Would make it easier to follow.)

> 
> On Fri, Apr 23, 2021 at 12:01:38PM -0700, Roman Gushchin <guro@xxxxxx> wrote:
> > Overall it sounds very reasonable and makes total sense to me.
> I agree this sounds like very desired convenience...
> 
> > Many userspace applications can use the new interface instead of
> > reading cgroup.procs in a cycle and killing all processes or using the
> > freezer and kill a frozen list of tasks.
> ...however, exactly because of this, I'm not convinced it's justifying
> yet another way how to do it and implement that in kernel. (AFAIU, both
> those ways should be reliable too (assuming reading cgroup.procs of the
> _default_ hierarchy), please correct me if I'm wrong.)
> 
> > It will simplify the code and make it more reliable.
> It's not cost free though, part of the complexity is moved to the
> kernel.
> As Roman already pointed earlier, there are is unclear situation wrt
> forking tasks.
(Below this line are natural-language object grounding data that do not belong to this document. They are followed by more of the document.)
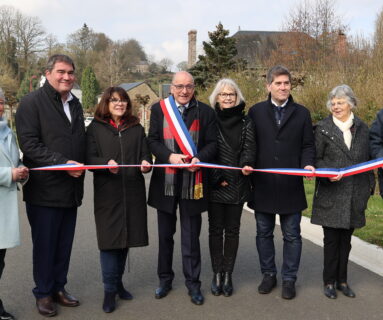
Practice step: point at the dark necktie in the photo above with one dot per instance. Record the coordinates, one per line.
(181, 109)
(279, 114)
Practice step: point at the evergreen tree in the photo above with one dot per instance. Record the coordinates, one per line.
(219, 58)
(89, 87)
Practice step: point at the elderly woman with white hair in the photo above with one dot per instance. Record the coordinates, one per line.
(342, 140)
(230, 189)
(11, 171)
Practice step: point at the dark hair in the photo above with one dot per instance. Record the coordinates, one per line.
(276, 71)
(102, 111)
(58, 58)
The similar had to be solved for the freezer hence why
> not let uspace rely on that already? Having similar codepaths for
> signalling the cgroups seems like a way to have two similar codepaths
> side by side where one of them serves just to simplify uspace tools.

The established way of doing things in userspace stems from cgroup v1
where the concept of "kill this cgroup and all its descendants didn't
really make sense in the face of multiple hierarchies. This is in pretty
stark contrast to cgroup v2 where that concept first does make a lot of
sense. So the "traditional" way of killing cgroups is a take-over from
the legacy cgroup world.

Since cgroups organize and manage resources and processes killing
cgroups is arguably a core cgroup feature and in some form was always
planned. It just hasn't been high-priority.

We often tend to bring "this is just convenience and therefore not worth
it" as an argument (sure did it myself) but I think that's quite often
not a very good argument. We should very much try to make interfaces
simpler to use for userspace. In this specific instance the code comes
down from an algorithm to recursively kill all cgroups to a single write
into a file. Which seems like a good win.

This also allows for quite a few things that aren't currently possible
in userspace. Some of which were in the original mail (at least
implicitly).
For example, you can delegate killing of a privileged cgroup to a less
privileged or sandboxed process by having the privileged process open
the cgroup.kill file and then handing it off. In general similar to
freezing you can send around that file descriptor. You can kill
processes in ancestor or sibling pid namespaces as long as they are
encompassed in the same cgroup. And other useful things.

But really, the simplifcation alone is already quite good.